The Dallol volcano lies 125 metres below sea level and hydrothermal activity is fuelled by water that has been heated by the shallow magma reserve beneath the volcano.

“Deep investigation of the characteristics of this amazing site will improve our understanding of the limits of life on Earth and inform our search for life on Mars and elsewhere in the universe,” said Dr Barbara Cavalazzi, from the University of Bologna.

The team collected thin layers of salt deposits and transported them to Spain: a) b) and c) show the samples; d) to i) show them under electron microscopy (Gomez et al/Europlanet)
The team collected thin layers of salt deposits and transported them to Spain: a) b) and c) show the samples; d) to i) show them under electron microscopy (Gomez et al/Europlanet)

The area’s unusual geochemistry makes it very similar to hydrothermal environments that would have been found on the Red Planet, including the Gusev Crater, where Nasa’s Spirit Mars Exploration Rover landed.

While the Mars is mostly dry and desolate today, a growing body of research shows it was probably covered in large bodies of water between three and four billion years ago.

“The presence of life in the Dallol hot springs expands our understanding of the limits of habitability on Earth and beyond,” researchers wrote in the paper, published in Scientific Reports.

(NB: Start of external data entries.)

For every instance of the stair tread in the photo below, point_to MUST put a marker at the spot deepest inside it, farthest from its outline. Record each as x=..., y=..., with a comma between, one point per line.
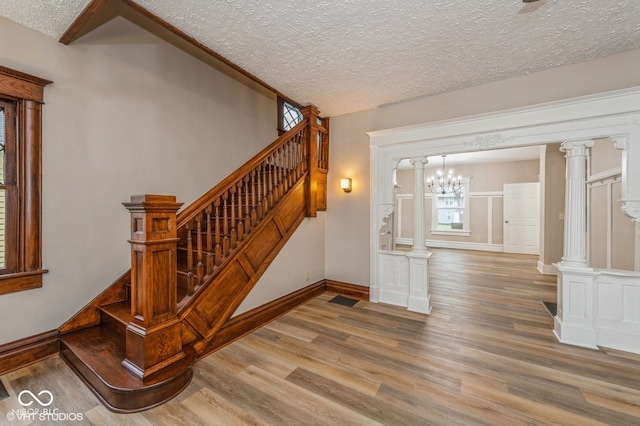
x=102, y=351
x=121, y=311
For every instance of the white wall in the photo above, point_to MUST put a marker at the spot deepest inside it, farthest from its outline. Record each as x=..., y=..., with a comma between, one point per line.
x=347, y=227
x=127, y=114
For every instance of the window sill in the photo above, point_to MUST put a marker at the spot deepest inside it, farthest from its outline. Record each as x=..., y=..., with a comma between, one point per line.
x=457, y=232
x=21, y=281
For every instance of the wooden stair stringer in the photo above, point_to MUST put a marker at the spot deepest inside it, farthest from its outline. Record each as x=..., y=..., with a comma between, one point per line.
x=207, y=313
x=89, y=315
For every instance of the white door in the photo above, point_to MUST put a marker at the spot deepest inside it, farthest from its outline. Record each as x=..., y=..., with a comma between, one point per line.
x=522, y=218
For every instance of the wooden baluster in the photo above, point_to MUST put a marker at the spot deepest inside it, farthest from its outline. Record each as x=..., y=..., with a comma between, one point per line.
x=283, y=182
x=199, y=264
x=296, y=150
x=290, y=163
x=276, y=178
x=234, y=231
x=210, y=261
x=218, y=249
x=271, y=180
x=285, y=169
x=242, y=229
x=258, y=187
x=189, y=248
x=225, y=226
x=300, y=154
x=247, y=211
x=265, y=190
x=191, y=284
x=254, y=188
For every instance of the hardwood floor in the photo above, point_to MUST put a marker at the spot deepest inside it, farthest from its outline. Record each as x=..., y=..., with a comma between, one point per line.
x=486, y=355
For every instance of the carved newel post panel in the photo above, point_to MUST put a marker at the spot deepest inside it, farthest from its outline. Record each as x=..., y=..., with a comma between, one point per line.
x=311, y=148
x=153, y=337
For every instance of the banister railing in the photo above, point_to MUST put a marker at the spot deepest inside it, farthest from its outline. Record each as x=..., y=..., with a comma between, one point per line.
x=175, y=256
x=213, y=227
x=216, y=224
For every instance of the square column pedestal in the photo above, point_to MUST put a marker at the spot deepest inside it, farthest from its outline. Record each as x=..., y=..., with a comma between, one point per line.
x=574, y=322
x=419, y=297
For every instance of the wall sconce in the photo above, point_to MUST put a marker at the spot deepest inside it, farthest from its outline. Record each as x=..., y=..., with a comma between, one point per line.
x=345, y=184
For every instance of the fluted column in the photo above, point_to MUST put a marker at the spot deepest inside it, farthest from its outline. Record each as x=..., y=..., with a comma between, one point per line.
x=575, y=210
x=419, y=234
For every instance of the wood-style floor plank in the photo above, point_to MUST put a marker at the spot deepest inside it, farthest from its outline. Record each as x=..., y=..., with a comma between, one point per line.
x=485, y=356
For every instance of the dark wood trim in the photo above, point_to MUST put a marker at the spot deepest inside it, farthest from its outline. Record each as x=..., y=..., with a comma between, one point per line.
x=21, y=281
x=353, y=290
x=23, y=352
x=75, y=30
x=252, y=320
x=22, y=85
x=92, y=16
x=26, y=269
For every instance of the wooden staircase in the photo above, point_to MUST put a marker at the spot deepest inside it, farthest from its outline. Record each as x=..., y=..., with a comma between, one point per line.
x=134, y=345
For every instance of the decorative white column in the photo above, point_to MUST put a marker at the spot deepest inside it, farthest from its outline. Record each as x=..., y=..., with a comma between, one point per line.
x=419, y=299
x=419, y=235
x=575, y=207
x=574, y=321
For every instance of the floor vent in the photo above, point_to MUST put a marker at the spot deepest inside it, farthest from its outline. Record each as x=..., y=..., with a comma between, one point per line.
x=552, y=308
x=3, y=391
x=344, y=301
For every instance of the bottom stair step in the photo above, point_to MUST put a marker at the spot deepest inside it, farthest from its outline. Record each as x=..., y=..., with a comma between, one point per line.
x=96, y=355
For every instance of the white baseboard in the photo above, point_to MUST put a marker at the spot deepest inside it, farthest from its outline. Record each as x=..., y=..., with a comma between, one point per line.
x=547, y=269
x=454, y=245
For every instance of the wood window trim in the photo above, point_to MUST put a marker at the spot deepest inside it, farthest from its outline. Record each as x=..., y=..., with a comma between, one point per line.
x=28, y=92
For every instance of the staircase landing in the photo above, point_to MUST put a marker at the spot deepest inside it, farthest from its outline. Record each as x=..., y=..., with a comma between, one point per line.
x=96, y=354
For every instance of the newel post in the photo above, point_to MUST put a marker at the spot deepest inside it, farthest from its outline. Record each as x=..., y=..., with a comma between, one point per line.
x=153, y=337
x=311, y=186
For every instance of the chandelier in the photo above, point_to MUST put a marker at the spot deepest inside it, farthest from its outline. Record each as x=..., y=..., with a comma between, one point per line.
x=444, y=183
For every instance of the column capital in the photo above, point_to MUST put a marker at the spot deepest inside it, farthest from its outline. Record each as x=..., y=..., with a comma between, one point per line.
x=418, y=162
x=577, y=147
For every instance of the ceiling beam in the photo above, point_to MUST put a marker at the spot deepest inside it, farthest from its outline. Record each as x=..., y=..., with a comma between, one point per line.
x=98, y=12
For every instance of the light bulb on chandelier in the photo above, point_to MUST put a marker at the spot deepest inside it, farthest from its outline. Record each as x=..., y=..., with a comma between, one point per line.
x=445, y=184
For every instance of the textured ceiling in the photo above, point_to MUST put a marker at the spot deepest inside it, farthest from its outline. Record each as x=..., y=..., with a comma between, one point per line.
x=349, y=55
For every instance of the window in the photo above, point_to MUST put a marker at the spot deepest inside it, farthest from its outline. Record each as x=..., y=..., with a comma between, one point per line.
x=289, y=115
x=21, y=97
x=450, y=212
x=8, y=186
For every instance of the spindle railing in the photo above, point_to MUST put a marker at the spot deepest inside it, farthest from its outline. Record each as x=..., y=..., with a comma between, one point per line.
x=218, y=223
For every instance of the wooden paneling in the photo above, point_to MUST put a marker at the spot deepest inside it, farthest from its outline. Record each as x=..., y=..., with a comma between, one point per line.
x=27, y=351
x=221, y=293
x=269, y=236
x=90, y=314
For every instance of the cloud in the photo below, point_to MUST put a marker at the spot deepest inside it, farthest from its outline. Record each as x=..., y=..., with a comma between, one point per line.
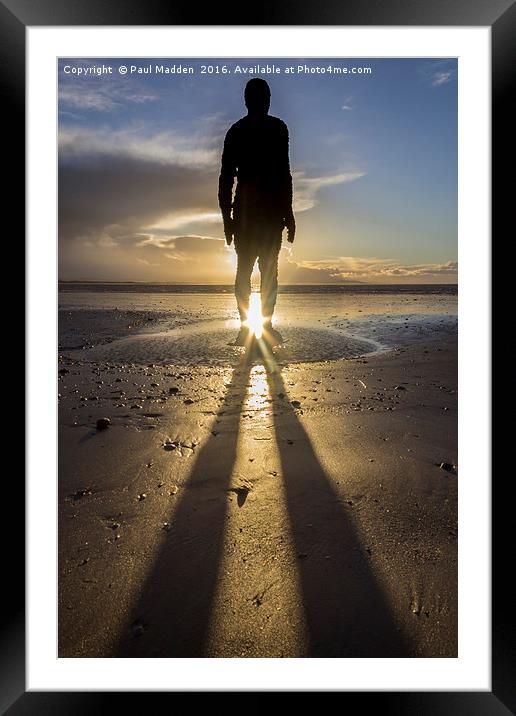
x=194, y=150
x=306, y=188
x=439, y=72
x=441, y=78
x=353, y=269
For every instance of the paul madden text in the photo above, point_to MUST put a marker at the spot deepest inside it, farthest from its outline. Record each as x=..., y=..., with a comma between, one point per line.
x=214, y=69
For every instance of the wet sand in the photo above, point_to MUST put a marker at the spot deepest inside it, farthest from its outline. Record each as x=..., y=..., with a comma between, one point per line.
x=232, y=511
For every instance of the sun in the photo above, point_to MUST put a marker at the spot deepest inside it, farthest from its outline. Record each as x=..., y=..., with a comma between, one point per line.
x=254, y=317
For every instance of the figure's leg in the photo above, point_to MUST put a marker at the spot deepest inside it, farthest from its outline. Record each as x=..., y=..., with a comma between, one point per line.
x=245, y=264
x=268, y=264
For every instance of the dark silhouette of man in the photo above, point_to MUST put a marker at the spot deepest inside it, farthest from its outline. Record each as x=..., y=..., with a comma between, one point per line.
x=256, y=152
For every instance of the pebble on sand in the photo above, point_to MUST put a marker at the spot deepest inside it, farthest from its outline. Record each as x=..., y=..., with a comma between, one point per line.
x=103, y=423
x=448, y=467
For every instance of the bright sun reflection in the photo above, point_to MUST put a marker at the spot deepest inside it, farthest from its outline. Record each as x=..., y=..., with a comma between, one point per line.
x=254, y=317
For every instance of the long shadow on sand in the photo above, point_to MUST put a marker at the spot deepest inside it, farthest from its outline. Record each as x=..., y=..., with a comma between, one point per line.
x=172, y=615
x=345, y=609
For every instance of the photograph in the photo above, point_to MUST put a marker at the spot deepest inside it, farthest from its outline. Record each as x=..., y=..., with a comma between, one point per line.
x=257, y=357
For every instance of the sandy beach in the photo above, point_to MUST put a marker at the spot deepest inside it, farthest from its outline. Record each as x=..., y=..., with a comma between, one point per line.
x=232, y=510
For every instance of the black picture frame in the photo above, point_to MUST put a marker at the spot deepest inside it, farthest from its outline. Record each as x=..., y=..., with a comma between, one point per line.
x=500, y=16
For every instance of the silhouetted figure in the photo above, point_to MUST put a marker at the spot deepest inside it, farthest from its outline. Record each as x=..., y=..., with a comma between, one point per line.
x=256, y=152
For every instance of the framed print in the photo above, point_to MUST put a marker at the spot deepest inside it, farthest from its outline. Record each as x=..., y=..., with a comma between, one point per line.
x=258, y=271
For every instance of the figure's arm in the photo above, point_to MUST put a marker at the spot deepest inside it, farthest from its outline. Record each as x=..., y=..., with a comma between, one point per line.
x=226, y=179
x=287, y=188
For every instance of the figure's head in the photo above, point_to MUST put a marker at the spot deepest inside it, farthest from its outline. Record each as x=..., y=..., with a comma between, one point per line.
x=257, y=96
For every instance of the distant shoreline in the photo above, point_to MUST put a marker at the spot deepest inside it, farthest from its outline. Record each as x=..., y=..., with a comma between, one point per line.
x=136, y=287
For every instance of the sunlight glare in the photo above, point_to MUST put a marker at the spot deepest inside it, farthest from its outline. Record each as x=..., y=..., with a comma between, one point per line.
x=254, y=317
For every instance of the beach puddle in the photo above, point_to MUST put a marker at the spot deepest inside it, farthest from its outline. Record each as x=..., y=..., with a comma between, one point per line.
x=210, y=344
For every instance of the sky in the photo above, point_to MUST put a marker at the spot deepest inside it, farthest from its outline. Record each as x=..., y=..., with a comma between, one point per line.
x=373, y=157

“However, future work is needed to understand how these nanobacteria survive in such an extreme environment.”

Both Nasa and the European Space Agency are preparing to send rovers to Mars in 2020.

They will roam over the surface and look for evidence of life, either in the past or the present, as well as drilling under the surface in an attempt to pull up any microbial life that might be hiding beneath.